Commentators later posited several explanations for Israel’s forbearance. Some suggested that the loud debate within Israel put the Iranians on high alert and eliminated the advantage of surprise. Others claimed that analysts close to the prime minister predicted a Republican victory, which, they held, would provide for closer U.S.-Israeli cooperation on Iran. And then there were those who insisted that Netanyahu lacked the courage to act and that he was all along bluffing. I was content to say the president had asked for “time and space” to deal with Iran diplomatically, and ally-like, the prime minister had consented.
—
A month later, I received an inquiry from The New York Times’s Mark Landler, one of the finest journalists I knew. Reports were circulating of secret face-to-face talks between American and Iranian representatives, Landler informed me, and asked for Israel’s reaction. A quick dial to the Prime Minister’s Office procured the answer: Israel welcomed any steps to resolve the Iranian nuclear threat diplomatically. I duly passed this on to Landler, but, in midsentence, my phone indicated another incoming call from Jerusalem. Putting Landler on hold, I heard a completely different response. Getting back to the understandably irked correspondent, I dictated Israel’s new official line. Landler wrote:
“Israel’s ambassador to the United States…said the administration had not informed Israel, and that the Israeli government fear
ed Iran would use new talks to ‘advance their nuclear weapons program….We do not think Iran should be rewarded with direct talks, rather that sanctions and all other possible pressures on Iran must be increased.’ ”
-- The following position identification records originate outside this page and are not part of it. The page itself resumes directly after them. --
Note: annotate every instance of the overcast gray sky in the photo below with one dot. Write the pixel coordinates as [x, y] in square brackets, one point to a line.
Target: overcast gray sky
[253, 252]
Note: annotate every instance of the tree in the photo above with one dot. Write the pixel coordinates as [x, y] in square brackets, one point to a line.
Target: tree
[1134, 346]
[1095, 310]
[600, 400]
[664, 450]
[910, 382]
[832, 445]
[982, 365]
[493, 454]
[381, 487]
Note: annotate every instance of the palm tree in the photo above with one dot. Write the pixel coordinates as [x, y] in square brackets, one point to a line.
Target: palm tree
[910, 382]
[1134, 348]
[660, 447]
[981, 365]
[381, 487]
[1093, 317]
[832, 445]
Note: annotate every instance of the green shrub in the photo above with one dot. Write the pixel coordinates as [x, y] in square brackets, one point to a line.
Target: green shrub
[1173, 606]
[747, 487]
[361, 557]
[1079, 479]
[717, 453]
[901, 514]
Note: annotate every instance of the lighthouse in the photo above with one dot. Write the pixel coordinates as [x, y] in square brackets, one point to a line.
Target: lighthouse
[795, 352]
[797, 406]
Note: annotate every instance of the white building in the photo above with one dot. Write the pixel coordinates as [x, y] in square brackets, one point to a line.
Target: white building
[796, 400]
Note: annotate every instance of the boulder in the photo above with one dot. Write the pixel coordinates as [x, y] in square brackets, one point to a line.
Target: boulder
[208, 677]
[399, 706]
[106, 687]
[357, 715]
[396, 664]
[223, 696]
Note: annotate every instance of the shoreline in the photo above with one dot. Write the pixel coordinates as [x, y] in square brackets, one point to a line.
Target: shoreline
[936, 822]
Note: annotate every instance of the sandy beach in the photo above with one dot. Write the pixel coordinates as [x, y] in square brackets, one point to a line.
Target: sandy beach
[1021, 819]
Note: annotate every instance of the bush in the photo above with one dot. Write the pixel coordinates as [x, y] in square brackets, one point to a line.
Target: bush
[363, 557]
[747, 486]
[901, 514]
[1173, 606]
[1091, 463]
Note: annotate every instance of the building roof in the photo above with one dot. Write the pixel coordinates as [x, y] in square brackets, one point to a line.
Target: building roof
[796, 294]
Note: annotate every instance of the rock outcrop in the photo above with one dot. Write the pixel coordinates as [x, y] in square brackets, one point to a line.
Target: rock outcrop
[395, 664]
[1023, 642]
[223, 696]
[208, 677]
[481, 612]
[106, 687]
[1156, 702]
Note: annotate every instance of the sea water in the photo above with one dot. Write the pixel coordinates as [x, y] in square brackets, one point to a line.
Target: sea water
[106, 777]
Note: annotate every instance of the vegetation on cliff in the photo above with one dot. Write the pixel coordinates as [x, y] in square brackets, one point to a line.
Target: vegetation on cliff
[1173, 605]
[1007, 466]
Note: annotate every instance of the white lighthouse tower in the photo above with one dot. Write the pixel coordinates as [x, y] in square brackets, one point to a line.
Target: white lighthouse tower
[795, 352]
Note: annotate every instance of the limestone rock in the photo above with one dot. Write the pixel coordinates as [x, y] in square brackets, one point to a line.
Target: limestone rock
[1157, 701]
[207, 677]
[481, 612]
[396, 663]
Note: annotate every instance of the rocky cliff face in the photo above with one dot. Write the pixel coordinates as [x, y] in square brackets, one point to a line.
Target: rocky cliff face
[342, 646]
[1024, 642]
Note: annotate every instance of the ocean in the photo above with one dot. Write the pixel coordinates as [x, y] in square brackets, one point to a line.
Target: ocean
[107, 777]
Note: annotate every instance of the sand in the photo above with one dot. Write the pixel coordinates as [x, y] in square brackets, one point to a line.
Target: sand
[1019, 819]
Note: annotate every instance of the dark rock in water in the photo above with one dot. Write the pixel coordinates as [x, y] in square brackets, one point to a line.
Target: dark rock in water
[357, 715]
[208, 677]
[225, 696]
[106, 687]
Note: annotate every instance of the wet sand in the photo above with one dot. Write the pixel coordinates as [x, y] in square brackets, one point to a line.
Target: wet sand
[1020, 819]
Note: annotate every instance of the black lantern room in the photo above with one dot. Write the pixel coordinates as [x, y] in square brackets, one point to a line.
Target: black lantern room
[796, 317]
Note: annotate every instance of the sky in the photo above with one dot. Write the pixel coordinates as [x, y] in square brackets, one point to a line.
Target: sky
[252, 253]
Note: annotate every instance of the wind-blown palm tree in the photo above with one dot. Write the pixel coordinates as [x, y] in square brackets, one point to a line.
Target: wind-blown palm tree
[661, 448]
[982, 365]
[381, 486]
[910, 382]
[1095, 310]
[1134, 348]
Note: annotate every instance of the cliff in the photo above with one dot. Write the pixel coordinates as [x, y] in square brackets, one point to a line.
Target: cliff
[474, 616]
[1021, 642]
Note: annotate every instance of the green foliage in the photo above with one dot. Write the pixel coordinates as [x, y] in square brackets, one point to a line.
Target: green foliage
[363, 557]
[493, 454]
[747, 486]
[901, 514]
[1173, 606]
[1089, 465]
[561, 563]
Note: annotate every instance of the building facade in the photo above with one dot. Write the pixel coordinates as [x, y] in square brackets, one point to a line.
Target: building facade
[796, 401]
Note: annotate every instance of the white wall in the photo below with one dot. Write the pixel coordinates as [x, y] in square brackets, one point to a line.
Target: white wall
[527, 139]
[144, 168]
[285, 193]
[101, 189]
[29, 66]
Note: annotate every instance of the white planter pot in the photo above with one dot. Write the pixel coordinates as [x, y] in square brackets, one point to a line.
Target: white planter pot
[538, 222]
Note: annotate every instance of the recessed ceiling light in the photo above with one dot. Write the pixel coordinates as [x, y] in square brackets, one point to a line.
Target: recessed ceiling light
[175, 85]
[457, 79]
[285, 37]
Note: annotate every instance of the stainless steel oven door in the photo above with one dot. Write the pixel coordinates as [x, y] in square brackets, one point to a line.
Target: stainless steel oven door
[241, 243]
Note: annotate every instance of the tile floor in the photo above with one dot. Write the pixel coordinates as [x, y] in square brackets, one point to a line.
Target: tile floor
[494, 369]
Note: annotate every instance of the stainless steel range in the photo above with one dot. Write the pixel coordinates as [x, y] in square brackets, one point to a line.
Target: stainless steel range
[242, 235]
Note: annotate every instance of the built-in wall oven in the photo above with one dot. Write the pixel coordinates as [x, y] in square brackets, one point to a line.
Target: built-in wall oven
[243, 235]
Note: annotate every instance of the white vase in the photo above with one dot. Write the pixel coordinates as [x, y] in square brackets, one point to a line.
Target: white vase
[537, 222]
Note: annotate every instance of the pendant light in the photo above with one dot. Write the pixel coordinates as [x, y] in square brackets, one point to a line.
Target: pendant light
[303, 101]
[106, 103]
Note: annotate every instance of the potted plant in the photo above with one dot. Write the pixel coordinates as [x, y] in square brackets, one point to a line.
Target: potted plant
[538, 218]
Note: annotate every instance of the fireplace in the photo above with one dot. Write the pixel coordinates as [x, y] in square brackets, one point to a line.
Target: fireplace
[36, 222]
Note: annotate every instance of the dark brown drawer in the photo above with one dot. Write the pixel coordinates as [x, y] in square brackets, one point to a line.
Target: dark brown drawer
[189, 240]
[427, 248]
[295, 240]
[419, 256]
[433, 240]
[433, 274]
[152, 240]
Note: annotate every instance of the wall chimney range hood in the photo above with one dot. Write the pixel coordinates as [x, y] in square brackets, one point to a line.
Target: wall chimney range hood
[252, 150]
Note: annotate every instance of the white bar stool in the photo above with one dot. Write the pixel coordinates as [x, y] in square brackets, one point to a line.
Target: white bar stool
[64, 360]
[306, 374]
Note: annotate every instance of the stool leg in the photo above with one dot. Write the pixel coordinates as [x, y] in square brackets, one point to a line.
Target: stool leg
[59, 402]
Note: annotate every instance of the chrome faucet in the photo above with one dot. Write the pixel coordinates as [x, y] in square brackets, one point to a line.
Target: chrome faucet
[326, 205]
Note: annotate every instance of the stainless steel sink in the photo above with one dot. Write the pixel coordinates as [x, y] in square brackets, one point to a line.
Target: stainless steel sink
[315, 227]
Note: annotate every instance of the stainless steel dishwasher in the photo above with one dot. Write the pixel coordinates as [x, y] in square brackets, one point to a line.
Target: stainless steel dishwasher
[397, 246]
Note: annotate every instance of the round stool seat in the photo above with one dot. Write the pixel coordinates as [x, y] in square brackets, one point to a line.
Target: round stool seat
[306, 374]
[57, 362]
This back-and-forth between Landler and Jerusalem would have been awkward enough if conducted in the Aquarium, behind my desk. Unfortunately, the conversation took place on the water, through the cellphone that I always kept, waterproofed and secured, in my single scull. I was rowing on the Potomac, in the bay between Arlington National Cemetery and the Lincoln Memorial, directly in the path of yachts and ferries. One hand held the phone and the other intensely clasped my oars to keep the boat from capsizing. I explained Netanyahu’s anxiety over U.S.-Iranian negotiations that were liable to result in a dangerous deal for Israel. I fought to sound calm, all the while watching the wakes—both real and metaphoric—churn closer.
How You Doin’, Shimon?
Whenever someone asked me, “Are you enjoying your job?” I immediately thought of the Iranian issue, media criticism of Israel, and the American Jewish maze, and laughed. Then, after regaining my composure, I spoke about the privilege of serving my country and upholding the world’s most precious alliance. “And, yes,” I admitted, “I do sometimes have fun. I get to hang out with Shimon Peres.”
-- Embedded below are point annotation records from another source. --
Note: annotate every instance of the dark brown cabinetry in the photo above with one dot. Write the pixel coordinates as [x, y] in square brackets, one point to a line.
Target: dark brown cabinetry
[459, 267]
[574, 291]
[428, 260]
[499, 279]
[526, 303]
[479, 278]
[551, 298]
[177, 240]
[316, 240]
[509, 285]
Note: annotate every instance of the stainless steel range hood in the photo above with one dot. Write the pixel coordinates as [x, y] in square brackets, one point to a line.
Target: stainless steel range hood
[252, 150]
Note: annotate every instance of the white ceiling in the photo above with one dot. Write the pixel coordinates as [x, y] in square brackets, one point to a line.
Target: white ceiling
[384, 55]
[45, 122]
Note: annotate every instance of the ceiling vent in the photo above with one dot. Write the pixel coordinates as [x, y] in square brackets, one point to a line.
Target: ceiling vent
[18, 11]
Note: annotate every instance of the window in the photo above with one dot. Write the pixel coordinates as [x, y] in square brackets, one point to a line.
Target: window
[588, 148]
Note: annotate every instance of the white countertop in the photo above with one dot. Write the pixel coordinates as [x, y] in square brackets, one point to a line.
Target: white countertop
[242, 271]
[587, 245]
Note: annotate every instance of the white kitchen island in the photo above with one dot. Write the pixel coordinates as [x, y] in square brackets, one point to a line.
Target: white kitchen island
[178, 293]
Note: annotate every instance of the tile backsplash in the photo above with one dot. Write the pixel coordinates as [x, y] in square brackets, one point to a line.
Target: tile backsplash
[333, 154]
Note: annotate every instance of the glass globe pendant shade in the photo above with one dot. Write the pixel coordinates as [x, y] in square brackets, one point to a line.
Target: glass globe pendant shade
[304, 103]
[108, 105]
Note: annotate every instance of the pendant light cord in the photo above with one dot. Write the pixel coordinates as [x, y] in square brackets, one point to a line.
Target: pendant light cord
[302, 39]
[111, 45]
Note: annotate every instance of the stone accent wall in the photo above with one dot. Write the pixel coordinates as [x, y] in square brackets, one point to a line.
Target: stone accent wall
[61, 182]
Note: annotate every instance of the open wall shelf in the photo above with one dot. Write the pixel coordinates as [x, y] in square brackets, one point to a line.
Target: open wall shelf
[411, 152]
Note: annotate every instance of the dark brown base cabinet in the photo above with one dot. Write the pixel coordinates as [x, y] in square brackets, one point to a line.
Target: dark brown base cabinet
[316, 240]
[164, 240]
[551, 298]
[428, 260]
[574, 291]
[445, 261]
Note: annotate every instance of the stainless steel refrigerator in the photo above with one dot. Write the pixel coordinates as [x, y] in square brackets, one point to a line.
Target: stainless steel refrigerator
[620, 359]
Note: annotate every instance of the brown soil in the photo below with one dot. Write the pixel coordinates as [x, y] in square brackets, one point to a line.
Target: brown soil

In fact, I got to hang out with not one Shimon Peres but three. First, there was the political Peres, the Labor Party apparatchik who in the 1970s championed some of the most radical settlers, and then, starting in the early 1990s, spearheaded the peace process. This was the Peres rejected by the majority of Israelis, who associated him with backstabbing intrigues and who consistently denied him the premiership. I, too, resented this Peres, especially during the Second Intifada, when, with Israeli buses blowing up, he persisted in downplaying Arafat’s role in terror.
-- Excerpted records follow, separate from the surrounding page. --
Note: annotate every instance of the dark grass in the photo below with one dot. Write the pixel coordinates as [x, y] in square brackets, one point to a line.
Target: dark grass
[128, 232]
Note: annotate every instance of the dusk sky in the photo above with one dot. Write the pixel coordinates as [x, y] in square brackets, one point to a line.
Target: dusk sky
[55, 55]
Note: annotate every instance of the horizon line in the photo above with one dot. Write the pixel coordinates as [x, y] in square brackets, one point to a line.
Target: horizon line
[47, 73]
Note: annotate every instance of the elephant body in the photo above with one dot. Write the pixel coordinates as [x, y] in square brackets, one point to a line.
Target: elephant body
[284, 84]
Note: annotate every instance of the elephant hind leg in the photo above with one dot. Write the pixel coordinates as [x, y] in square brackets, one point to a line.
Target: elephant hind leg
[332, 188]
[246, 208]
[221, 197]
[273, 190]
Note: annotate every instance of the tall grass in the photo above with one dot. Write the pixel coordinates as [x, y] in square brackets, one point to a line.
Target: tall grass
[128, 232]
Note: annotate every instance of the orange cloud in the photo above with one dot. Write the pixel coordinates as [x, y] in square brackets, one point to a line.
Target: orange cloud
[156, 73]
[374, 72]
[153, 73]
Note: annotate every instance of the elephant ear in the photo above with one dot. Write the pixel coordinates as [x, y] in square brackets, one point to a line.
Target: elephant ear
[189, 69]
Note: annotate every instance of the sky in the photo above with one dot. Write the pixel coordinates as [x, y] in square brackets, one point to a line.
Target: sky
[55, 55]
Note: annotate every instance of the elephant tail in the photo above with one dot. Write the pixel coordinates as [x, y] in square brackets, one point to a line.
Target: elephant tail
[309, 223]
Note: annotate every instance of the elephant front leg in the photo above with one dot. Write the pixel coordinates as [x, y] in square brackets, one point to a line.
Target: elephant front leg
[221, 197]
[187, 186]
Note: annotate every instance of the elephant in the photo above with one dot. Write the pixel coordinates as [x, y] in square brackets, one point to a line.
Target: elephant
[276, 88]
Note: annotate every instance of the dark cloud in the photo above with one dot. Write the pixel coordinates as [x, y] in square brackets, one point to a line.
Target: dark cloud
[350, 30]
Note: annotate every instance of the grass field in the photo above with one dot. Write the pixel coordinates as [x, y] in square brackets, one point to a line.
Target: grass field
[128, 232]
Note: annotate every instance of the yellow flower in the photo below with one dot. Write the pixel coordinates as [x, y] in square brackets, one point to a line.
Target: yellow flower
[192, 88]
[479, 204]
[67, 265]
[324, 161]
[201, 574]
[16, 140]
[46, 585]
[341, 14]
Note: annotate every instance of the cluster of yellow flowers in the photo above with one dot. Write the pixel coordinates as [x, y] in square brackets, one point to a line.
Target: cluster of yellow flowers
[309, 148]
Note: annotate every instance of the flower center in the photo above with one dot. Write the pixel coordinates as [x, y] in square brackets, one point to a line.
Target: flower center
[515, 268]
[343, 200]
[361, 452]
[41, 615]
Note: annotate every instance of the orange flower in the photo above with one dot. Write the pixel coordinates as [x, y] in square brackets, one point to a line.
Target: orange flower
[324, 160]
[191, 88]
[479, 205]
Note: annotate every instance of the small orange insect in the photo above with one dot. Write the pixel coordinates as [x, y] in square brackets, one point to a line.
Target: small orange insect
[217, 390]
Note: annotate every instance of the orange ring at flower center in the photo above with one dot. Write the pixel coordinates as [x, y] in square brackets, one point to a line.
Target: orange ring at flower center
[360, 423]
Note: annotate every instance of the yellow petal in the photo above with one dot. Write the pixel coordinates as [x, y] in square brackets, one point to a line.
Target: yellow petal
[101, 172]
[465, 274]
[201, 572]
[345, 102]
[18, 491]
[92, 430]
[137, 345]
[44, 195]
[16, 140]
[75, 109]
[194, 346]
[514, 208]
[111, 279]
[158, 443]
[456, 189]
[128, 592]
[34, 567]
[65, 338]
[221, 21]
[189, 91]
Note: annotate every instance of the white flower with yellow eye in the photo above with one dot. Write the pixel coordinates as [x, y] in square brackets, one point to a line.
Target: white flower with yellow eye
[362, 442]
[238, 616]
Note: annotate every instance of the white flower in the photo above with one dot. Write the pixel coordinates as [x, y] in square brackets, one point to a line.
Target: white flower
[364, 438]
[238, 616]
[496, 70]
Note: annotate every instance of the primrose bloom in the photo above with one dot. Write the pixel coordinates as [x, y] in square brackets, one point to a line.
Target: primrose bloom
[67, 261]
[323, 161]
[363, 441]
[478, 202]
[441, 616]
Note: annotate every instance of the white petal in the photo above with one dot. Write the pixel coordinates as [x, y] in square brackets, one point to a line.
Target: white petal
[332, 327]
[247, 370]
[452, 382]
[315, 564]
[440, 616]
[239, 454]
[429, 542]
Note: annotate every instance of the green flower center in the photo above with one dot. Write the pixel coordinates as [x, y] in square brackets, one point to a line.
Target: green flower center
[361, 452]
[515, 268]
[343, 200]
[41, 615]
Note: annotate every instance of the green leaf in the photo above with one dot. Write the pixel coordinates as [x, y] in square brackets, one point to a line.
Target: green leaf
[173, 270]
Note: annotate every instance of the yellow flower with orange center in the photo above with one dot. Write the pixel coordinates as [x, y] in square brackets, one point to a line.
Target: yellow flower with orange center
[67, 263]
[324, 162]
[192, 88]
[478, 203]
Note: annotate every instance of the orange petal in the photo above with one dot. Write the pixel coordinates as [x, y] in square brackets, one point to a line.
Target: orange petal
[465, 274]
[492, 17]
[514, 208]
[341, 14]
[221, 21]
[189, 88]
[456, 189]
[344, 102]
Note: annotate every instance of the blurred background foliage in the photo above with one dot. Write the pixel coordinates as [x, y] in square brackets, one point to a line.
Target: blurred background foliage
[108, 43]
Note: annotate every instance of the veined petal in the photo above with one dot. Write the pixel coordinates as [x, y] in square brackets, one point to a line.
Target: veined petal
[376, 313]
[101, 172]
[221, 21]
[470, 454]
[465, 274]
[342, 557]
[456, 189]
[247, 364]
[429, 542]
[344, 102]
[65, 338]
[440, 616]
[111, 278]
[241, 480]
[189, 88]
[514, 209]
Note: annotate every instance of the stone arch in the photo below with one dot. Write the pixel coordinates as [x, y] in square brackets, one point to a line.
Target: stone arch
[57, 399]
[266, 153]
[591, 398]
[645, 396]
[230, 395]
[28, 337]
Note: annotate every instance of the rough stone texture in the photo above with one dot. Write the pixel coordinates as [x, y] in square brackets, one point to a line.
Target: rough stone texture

But then there was the second Peres, the historical Peres. The Peres who had made aliya alone, milked cows, and tended sheep before becoming Ben-Gurion’s right-hand defense man during the War of Independence and Israel’s tenuous first decade. This was the Peres who championed the Dimona nuclear reactor, who put the world’s greatest power into the hands of the world’s most vulnerable people.